"Out on a Limb" - Some P2 (radical?) thoughts...

Cluso99 · 2015-10-03 01:34

For a little while I have wondered what maximum speed we are going to be able to run the P2 at.
Originally I had hopes for 200MHz although nowadays I seem to think 160MHz may be it.

Hence I asked Chip what the OnSemi RAM can run at - the answer ~350MHz.
My reasoning behind this question was, "Do we need Dual Port Cog RAM ?".

http://forums.parallax.com/utility/thumbnail/115347/FileUpload/ce/72e184cc9febdacf81e0558efeb520.jpg

Using my understanding from the P1V, makes me believe that the I & R information is ready at the beginning of one cog clock, and the S & D information is ready at the beginning of the next clock.

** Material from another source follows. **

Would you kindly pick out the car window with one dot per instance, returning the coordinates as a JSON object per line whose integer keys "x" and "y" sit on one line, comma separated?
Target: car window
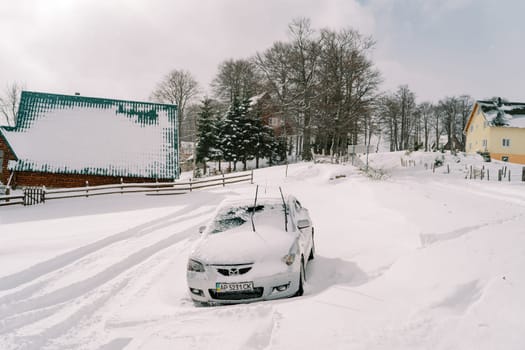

That means that if the Cog RAM was clocked at 2x Cog clock, then...
"I" could be read on the first half of the I&R clock and "R" written on the second half of the I&R clock
"S" could be read on the first half of the S&D clock and "D" read on the second half of the S&D clock.

This would mean that standard single port RAM cells could be used for the COG RAM.
This saves reasonable die space, and perhaps complexity.

What do we get for this ???

Now LUT RAM is identical to COG RAM. So what?

Well, now with an added instruction "LUTDS D/#,S/#" where each # is 11-bits (possibly replacing the AUGDS instruction), that could precede any normal mov/add/etc instruction, all normal instructions could not only address the whole LUT, but we have expanded the registers to the full COG/LUT space (admittedly using an extra instruction).
Now we no longer require the RDLUT/WRLUT instruction.

jmg · 2015-10-03 01:55

Cluso99 wrote: »

Hence I asked Chip what the OnSemi RAM can run at - the answer ~350MHz.
My reasoning behind this question was, "Do we need Dual Port Cog RAM ?".

A little care is needed with numbers, as FPGA's also spec similar high MHz RAM numbers, but give system speeds that are 1/2 to 1/3 or even 1/4 of that.
That is because RAM never exists alone, it needs address decode, multiplexers and routing paths, and what it feeds, needs a setup time.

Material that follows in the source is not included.